# corkscrewing buds



## ColoradoLady (Sep 30, 2012)

Why are my once tight buds starting to corkscrew?  They are about 1 week from  harvest, trichs milky.  All very healthy and happy.


----------



## Locked (Sep 30, 2012)

Got pics? Not sure what you mean by "corkscrewing". What comes to my mind is you might be seeing Fox Tailing. If this is the case it is normal and happens quite often to my Sativa leaning strains. jmo.


----------



## ColoradoLady (Sep 30, 2012)

Thanks Hamster

Foxtailing is what I meant.  Had my 1st foxtailing last year with2 Jack Frosts.  Didn't seem to effect the quality of the bud but sure makes them hard to trim!!!!  Didn't know it was normal...and this year it's hard to watch a nice compact bud open up like that.


----------



## tcbud (Sep 30, 2012)

My Moonshine are Fox Tailing all over the bud.  I put a pic of her in my journal.  I think mine are doing it due to the Hotter weather we are having here.

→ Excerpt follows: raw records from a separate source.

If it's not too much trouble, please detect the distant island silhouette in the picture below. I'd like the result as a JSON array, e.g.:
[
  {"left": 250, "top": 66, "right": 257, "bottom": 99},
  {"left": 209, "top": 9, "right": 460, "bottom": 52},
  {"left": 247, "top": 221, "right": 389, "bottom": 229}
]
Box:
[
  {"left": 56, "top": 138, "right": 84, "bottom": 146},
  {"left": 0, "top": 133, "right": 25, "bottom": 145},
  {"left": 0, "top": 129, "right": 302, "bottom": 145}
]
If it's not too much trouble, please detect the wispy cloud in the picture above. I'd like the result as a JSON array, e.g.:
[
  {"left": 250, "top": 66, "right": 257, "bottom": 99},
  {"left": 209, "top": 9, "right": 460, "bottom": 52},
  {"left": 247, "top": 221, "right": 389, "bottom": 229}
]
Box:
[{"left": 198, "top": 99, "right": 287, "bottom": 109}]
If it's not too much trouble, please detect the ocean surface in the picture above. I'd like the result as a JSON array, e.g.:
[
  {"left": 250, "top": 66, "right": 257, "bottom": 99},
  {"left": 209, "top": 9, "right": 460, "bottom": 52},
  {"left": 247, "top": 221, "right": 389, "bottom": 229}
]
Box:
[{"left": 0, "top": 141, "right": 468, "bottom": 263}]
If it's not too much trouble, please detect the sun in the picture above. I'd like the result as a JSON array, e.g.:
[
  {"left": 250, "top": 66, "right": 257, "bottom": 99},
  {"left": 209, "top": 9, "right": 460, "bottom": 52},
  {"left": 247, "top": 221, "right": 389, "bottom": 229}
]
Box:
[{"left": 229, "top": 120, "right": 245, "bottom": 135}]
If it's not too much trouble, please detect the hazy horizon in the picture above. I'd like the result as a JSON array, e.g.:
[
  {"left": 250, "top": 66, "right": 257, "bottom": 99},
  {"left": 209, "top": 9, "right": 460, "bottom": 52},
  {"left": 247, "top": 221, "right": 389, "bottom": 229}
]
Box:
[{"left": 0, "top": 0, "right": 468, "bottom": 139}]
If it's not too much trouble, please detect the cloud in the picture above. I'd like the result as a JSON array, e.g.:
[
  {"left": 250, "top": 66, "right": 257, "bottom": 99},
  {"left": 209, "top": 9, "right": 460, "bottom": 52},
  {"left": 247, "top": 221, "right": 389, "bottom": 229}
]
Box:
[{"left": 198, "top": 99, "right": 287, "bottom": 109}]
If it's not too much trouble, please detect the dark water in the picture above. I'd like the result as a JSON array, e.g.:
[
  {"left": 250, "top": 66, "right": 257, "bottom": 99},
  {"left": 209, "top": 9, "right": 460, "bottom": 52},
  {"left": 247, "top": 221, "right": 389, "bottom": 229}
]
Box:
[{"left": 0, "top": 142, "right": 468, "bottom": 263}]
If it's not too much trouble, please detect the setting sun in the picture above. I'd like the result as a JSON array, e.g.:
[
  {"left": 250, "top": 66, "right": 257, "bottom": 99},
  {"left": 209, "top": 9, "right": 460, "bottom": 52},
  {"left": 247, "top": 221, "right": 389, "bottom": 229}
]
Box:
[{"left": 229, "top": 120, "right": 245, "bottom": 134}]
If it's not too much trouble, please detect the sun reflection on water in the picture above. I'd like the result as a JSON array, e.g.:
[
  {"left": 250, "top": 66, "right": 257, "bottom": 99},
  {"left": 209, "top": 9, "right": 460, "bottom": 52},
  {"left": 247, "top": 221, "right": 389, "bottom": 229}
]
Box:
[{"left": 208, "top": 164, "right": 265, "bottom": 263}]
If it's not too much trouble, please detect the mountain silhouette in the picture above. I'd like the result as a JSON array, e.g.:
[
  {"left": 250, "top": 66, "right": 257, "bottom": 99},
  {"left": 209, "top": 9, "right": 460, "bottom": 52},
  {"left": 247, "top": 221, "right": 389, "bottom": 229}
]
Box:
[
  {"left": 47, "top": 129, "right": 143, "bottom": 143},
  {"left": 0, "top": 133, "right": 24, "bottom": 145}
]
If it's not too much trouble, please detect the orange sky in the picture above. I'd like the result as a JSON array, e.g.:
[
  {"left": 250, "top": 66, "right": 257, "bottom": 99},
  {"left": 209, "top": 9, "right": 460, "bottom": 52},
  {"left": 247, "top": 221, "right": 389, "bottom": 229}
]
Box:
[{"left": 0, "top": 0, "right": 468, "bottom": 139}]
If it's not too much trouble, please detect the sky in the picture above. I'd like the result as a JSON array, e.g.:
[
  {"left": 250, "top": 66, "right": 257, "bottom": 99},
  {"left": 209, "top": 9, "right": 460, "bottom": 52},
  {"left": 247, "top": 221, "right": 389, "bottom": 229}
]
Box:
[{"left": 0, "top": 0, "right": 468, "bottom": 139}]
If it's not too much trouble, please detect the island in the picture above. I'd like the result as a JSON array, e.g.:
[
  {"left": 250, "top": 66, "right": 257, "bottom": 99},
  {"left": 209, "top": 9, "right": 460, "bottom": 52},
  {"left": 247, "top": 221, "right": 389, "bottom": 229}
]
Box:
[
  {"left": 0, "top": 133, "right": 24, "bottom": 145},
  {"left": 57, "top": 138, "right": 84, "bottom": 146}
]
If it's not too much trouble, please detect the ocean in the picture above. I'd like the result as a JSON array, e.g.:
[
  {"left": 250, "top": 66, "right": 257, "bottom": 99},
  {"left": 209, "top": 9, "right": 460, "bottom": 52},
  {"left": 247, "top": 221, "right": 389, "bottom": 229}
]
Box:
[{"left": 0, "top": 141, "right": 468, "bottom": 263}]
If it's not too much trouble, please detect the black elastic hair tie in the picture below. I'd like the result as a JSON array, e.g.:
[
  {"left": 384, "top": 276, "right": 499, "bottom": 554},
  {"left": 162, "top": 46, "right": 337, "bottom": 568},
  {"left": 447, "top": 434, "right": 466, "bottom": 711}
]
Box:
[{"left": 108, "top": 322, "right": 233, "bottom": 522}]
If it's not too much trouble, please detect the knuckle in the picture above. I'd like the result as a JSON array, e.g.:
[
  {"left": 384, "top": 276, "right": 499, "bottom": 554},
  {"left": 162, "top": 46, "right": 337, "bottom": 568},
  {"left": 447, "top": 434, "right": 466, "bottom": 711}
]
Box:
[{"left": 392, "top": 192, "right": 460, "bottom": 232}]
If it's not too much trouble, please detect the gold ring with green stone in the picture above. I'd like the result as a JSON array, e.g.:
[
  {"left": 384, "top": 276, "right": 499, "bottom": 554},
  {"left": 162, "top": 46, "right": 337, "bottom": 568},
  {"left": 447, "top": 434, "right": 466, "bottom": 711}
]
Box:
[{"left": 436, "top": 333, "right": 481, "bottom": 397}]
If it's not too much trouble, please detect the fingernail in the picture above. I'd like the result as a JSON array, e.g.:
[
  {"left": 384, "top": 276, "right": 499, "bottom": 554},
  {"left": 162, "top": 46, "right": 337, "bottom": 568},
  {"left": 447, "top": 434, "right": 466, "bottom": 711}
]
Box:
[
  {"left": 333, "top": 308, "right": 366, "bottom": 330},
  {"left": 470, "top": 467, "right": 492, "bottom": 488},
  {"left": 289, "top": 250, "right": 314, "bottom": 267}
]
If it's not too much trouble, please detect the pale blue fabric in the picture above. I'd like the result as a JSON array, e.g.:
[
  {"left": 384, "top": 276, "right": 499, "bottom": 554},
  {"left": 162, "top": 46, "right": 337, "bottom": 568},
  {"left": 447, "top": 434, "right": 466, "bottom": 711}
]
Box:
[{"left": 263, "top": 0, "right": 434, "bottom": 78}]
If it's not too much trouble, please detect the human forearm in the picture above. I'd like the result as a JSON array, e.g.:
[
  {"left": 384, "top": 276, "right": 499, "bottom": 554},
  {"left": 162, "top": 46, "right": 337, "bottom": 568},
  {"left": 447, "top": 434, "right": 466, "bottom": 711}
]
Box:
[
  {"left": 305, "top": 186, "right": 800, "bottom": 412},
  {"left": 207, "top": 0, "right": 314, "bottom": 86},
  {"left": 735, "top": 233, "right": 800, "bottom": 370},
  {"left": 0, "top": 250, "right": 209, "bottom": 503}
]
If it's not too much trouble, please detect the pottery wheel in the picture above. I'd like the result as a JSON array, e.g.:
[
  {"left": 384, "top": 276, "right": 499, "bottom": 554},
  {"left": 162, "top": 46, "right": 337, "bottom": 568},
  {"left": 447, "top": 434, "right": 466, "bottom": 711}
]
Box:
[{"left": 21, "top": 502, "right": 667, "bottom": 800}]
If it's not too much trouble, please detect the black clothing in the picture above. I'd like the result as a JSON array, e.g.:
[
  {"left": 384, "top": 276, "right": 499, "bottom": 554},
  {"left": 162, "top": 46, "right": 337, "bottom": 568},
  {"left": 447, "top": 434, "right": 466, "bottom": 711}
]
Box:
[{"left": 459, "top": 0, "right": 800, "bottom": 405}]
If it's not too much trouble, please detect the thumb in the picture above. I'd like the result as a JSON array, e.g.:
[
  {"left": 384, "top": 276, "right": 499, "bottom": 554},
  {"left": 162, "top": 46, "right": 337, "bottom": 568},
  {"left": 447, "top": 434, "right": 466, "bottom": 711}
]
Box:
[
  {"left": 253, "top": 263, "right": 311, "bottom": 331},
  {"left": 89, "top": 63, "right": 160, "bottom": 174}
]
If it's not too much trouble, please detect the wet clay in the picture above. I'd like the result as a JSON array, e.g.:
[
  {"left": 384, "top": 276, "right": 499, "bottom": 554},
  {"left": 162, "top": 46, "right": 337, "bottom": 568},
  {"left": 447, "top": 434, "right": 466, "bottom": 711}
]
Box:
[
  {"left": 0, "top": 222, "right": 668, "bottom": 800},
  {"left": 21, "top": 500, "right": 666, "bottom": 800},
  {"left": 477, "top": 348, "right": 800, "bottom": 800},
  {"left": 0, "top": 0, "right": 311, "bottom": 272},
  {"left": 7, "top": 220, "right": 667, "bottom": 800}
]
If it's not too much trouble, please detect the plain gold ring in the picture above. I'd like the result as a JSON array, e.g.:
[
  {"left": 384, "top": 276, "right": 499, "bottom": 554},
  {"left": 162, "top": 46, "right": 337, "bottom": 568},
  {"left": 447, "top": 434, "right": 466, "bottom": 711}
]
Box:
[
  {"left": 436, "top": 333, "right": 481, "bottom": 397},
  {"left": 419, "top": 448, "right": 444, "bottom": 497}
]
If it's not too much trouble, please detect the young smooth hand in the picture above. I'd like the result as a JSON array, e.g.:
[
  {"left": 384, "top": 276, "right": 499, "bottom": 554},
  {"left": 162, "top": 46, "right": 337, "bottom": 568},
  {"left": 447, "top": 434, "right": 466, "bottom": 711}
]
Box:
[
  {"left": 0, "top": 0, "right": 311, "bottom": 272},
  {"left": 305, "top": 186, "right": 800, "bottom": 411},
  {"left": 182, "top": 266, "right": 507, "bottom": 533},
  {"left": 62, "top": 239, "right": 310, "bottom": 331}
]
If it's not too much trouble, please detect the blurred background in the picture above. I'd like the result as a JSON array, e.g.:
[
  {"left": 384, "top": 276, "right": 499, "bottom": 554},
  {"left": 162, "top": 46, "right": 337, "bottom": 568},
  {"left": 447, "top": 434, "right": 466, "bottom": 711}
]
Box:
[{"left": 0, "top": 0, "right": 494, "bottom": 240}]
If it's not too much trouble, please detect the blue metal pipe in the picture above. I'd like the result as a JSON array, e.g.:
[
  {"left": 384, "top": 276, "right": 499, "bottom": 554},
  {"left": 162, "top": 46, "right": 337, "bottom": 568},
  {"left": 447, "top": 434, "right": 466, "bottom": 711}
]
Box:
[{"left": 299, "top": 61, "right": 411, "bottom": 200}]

Nice to see you Colorado!  Glad to hear your close to a harvest too.

*Cheers to a great harvest 2012!*


----------



## Iron Emmett (Sep 30, 2012)

Foxtailing is pretty common in alot of Sativa and sativa heavy hybrids, most skunk strains i have grown or smoked foxtail pretty often.


----------



## ColoradoLady (Sep 30, 2012)

Hi TC...nice to see you.  Sorry about your foxtailing also.

My plants are Indica dominate.  Don't have the growing season for Sativas here., wish I did sometimes, but  having an awesome season this year. Can barely get two hands around my top buds.  Took a couple seasons to get my greenhouse  dialed in but we're cookin now.


----------



## Iron Emmett (Sep 30, 2012)

It is a bummer you are losing those nice tight nugs, but some people think that buds that foxtail are more potent because the calyx's stack like that (i dont know the reasoning behind it)


----------



## Dan K. Liberty (Oct 1, 2012)

yeah, not really a bummer . . . I only consider this an aesthetic thing, ColoradoLady . . . and Emmett - just like you were saying, my strains sativa-mom is a mendo skunk . . . the sativa side phenos almost _always_ stack calyxes and "do the dreads" . . . . I call it "dreading" because they look less like a foxtail and more like a rastafarian hairdo to me eace:

hey - we're growing the plants to harvest the trich-covered calyxes . . . so growing extra stacks of calyxes with no leaf in them can't be too bad of a thing . . . so what, the buds end up looking a little bit lumpy and are not quite so smooth and conical . . . i take my big colas and gently roll them after drying and right before jarring . . . ya know, to sorta press and stick the dreads in against the main body of the bud . . . its all pretty when its in the pipe !!!

I definitely do not dread the dreads . . . its just more thc for you and me !! 

great looking buds, Lady !! :icon_smile:

jm2c :48:


----------



## tastyness (Oct 1, 2012)

*Dan K.*
:goodposting:

Thanks for that post.  Now I understand a bit better what is going on.


----------